WhatsApp business api is in a weird situation.

the poor countries use WhatsApp mostly due the fact that sms was costly.

so you're tryna to monetize against businesses serving poorer users. yes - they maybe more in number but margins are razor thin.

the richer countries where margins are higher - sms, email, etc are cheaper & permission less. so eventually most providers most settling on email & sms/rcs.


Replies

polshawtoday at 6:08 PM

It's not "richer countries", unless none exist in Europe or Asia. SMS has only kept its primacy for text communication in North America. Also note the RoW has never had to pay to receive SMS.

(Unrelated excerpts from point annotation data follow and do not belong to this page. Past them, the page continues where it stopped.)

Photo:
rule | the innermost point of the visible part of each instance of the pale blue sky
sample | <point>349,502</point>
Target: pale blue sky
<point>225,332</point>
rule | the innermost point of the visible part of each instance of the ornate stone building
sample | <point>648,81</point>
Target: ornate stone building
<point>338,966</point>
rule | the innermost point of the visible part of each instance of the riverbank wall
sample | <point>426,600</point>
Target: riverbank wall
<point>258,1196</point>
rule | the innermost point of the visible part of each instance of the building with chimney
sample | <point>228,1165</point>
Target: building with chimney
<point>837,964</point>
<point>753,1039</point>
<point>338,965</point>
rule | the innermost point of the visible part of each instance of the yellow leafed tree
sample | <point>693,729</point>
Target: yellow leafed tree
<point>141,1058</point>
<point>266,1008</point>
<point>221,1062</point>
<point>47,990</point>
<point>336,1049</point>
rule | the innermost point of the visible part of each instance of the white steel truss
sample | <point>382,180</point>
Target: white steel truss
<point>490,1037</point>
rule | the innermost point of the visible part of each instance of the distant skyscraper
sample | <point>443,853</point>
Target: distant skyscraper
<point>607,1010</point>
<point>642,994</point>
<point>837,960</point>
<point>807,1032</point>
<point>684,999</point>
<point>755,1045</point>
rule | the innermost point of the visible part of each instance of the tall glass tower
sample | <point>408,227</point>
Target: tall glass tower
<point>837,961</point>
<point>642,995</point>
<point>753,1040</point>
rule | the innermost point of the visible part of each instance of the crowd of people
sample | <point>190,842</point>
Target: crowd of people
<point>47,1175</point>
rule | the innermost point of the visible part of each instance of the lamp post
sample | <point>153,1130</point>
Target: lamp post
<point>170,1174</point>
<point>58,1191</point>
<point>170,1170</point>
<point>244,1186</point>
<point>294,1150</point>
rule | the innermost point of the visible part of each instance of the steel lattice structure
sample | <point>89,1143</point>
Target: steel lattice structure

But NB even where messaging apps are defacto norms, most of the confirmation and verification for businesses remains via SMS.

wongarsutoday at 5:42 PM

Europe is in a weird middle-ground where WhatsApp is still dominant for person-to-person messaging. Not only was SMS costly back when WhatsApp emerged, users are also split 50/50 between Apple and Android, and SMS between them wasn't nearly as good as Whatsapp for the longest time. But WhatsApp Business is not a big thing. Of course that's vastly overgeneralizing, local differences exist, Europe is a big continent. But I mostly see SMS for transactional messages, and platforms like Instagram DMs for actual two-way communication

Interestingly enough, Instagram has none of this weird pricing stuff on their messaging API, despite being run by the same overlords

Puvvltoday at 4:37 PM

Fair points, the geography/margin angle is real. Two bits of nuance:

In a lot of those "poorer" markets WhatsApp isn't cheap-SMS, it's the actual commerce channel. People browse, ask and pay through it (India, Brazil, Indonesia, MENA), so even on thin per-message margins the volume and conversion are way higher than email/SMS ever hit there.

In richer markets it's still dominant for messaging across most of Europe and LatAm, RCS is still fragmented (Apple only just added it, carrier support is uneven), and email open rates are a fraction of WhatsApp's. So I'd push back a bit on "everyone settles on email/SMS."